After excluding cases in transplanted kidneys or due to PH, 64 cases remained. Enteric risk factors were present in 30 and nonenteric in 34. Roux-en-Y gastric bypass (17) and pancreatic insufficiency (6) were most common in the enteric hyperoxaluria group. In the nonenteric group, vitamin C (7) and dietary oxalate (7) were common, while no apparent risk was noted in 16. Acute kidney injury (AKI) stage III at the time of diagnosis was present in 60%, and 40.6% required dialysis. Patients in the nonenteric group had more interstitial inflammation (p = 0.01), and a greater number of tubules contained intratubular calcium oxalate (CaOx) crystals (p = 0.001) than the nonenteric group. Patients in the enteric group were more likely to have baseline chronic kidney disease (CKD) (p = 0.02) and moderate-to-severe tubulointerstitial fibrosis and atrophy (IFTA) (OR 3.49, p = 0.02). After a median follow-up of 10 months, 39% were dialysis dependent, 11% received a kidney transplant, and 32% died. On univariate analysis, >10 tubules with CaOx crystals, baseline CKD, and AKI requiring dialysis correlated with the risk of dialysis, transplant, or death. On multivariate analysis, only AKI requiring dialysis correlated with adverse renal outcomes.
This is the largest cohort study of ON not due to PH. Histologic features differ in patients with enteric versus nonenteric risks. Patients in the enteric group are more likely to have baseline CKD and significant IFTA, while patients in the nonenteric group were more likely to have a greater number of tubules with CaOx crystals and corresponding interstitial inflammation. AKI requiring dialysis at the time of diagnosis was the single most significant predictor of adverse renal outcome.
目前,由于原发性高草酸尿症(PH)以外的原因导致的草酸肾病(ON)的风险因素和肾脏组织学模式的相关知识仅限于小的病例系列和病例报告。因此,我们分析和比较了在存在肠内和非肠内危险因素的患者队列中,经活检证实的 ON 患者的临床风险因素、组织学特征和肾脏结局。
使用 2009 年至 2020 年在梅奥诊所所有站点的本地肾脏病理报告的临床数据存储库,确定了 421 例 ON 病例。

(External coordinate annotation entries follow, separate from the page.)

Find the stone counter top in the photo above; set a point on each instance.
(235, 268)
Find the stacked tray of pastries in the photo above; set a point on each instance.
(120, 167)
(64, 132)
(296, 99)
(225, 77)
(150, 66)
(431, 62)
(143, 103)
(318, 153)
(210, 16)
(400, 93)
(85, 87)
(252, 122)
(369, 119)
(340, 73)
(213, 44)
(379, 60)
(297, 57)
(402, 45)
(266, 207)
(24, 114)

在排除移植肾脏或 PH 导致的病例后,仍有 64 例。肠内危险因素存在于 30 例,非肠内危险因素存在于 34 例。Roux-en-Y 胃旁路术(17 例)和胰腺功能不全(6 例)是肠内高草酸尿症组中最常见的。在非肠内组中,维生素 C(7 例)和饮食性草酸盐(7 例)很常见,而 16 例无明显危险因素。诊断时 AKI Ⅲ期的患者占 60%,其中 40.6%需要透析。非肠内组的间质炎症更多(p=0.01),且更多的肾小管内含有管腔内草酸钙(CaOx)晶体(p=0.001)。肠内组的患者更有可能存在基线慢性肾脏病(CKD)(p=0.02)和中重度肾小管间质纤维化和萎缩(IFTA)(OR 3.49,p=0.02)。中位随访 10 个月后,39%的患者依赖透析,11%接受了肾移植,32%的患者死亡。在单变量分析中,>10 个含有 CaOx 晶体的肾小管、基线 CKD 和需要透析的 AKI 与透析、移植或死亡的风险相关。在多变量分析中,只有需要透析的 AKI 与不良肾脏结局相关。
这是最大的非 PH 所致 ON 队列研究。肠内和非肠内风险患者的组织学特征不同。肠内组患者更有可能存在基线 CKD 和显著的 IFTA,而非肠内组患者则更有可能出现更多的含有 CaOx 晶体的肾小管和相应的间质炎症。诊断时需要透析的 AKI 是不良肾脏结局的唯一最显著预测因素。